Collaborative Research: REU: Calibrating the Water Isotope Thermometer in Antarctica Using Abrupt Heinrich Event Signatures in the EDML Ice Core
University Of California-San Diego Scripps Inst Of Oceanography, La Jolla CA
Investigators
Abstract
This project seeks to answer the question, "How cold was Antarctica during the last ice age?" This information will help to predict the magnitude of future warming in Antarctica due to human emissions of heat-trapping gases, with implications for the stability of Antarctic ice sheets and sea level in the next 50 to 100 years. The proposed method uses a new "gas thermometer" based on air trapped in snow and preserved as air bubbles in ice that can be recovered from ice cores.
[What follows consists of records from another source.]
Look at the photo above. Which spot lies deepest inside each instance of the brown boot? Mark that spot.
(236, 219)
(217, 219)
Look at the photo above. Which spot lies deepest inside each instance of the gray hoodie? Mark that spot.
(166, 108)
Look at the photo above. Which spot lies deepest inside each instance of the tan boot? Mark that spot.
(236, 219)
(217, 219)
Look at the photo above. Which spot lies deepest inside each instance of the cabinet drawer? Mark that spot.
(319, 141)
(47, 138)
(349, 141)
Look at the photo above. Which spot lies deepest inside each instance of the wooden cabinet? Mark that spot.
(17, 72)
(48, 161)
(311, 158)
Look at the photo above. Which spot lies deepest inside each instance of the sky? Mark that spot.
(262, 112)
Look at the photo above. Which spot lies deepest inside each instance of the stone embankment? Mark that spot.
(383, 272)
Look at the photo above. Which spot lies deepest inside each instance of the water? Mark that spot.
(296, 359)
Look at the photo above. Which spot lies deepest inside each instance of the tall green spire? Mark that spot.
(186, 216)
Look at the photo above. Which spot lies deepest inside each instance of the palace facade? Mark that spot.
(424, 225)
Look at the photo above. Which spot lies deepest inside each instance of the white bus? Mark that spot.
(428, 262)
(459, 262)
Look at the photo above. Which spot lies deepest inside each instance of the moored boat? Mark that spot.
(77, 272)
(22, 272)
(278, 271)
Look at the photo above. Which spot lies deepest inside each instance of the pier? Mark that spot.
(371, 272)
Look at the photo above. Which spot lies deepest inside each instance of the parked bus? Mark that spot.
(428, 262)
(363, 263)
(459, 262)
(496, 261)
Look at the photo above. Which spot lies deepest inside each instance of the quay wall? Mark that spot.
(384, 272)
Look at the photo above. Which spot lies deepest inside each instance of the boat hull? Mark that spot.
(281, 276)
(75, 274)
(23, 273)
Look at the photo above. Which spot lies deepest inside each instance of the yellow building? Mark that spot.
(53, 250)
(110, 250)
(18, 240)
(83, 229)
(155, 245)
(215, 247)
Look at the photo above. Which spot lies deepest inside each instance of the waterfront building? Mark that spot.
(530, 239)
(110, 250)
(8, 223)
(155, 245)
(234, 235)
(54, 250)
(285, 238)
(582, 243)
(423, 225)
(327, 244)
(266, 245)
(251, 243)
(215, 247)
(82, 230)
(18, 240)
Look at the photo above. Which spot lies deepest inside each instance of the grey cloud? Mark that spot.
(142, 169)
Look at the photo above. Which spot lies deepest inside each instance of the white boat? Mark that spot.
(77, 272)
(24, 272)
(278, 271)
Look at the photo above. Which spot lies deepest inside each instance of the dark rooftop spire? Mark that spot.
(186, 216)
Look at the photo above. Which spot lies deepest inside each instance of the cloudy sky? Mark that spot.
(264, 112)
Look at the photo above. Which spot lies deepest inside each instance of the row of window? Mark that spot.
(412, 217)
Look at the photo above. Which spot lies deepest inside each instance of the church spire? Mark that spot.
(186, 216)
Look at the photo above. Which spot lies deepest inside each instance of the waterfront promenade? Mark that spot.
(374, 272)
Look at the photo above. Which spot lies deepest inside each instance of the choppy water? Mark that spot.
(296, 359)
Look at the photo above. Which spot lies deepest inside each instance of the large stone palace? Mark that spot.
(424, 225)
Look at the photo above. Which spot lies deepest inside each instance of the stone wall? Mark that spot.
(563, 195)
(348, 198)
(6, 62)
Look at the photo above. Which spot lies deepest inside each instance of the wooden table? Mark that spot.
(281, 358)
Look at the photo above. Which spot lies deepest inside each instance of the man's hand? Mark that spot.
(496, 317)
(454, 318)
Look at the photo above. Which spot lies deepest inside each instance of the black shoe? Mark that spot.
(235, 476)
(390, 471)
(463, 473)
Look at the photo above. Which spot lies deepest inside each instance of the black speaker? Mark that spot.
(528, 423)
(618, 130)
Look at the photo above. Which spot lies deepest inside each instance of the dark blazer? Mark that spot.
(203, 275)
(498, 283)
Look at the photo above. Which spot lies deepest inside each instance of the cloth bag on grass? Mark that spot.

The new thermometer uses ratios of nitrogen and argon isotopes (an isotope of a given element has a different number of neutrons) from the air bubbles in the ice and has been used successfully in Greenland over the past two decades to show that Greenland temperatures during the last ice age were ~35 degrees Fahrenheit colder than at present. Antarctica is more challenging to study than Greenland, but recent improvements in the gas thermometer now make it practical to address Antarctica's temperature history and inform its future under human influence. This project will train graduate and undergraduate students in these methods. The classical method for obtaining past temperatures on polar ice sheets uses the isotopes of water (18O and 2H) and has been shown to suffer from biases, for example underestimating Greenland cooling in the Last Glacial Maximum by a factor of 2. This project seeks to calibrate the water-isotope thermometer in East Antarctica using the recently improved inert-gas thermometer based on isotopes of N2 and Ar. The project will use ice from a core from East Antarctica (Dronning Maud Land) in collaboration with European colleagues. Further, ice samples of the same age from a West Antarctic ice core will be measured as a benchmark. The project will also perform targeted measurements of methane and N2 isotopes along the length of the East Antarctic ice core, to better understand the climate history and firn evolution of the core. These measurements will enable a second, independent calibration of the water-isotope thermometer from the observed gas-age – ice-age difference along the East Antarctic core. This award reflects NSF's statutory mission and has been deemed worthy of support through evaluation using the Foundation's intellectual merit and broader impacts review criteria.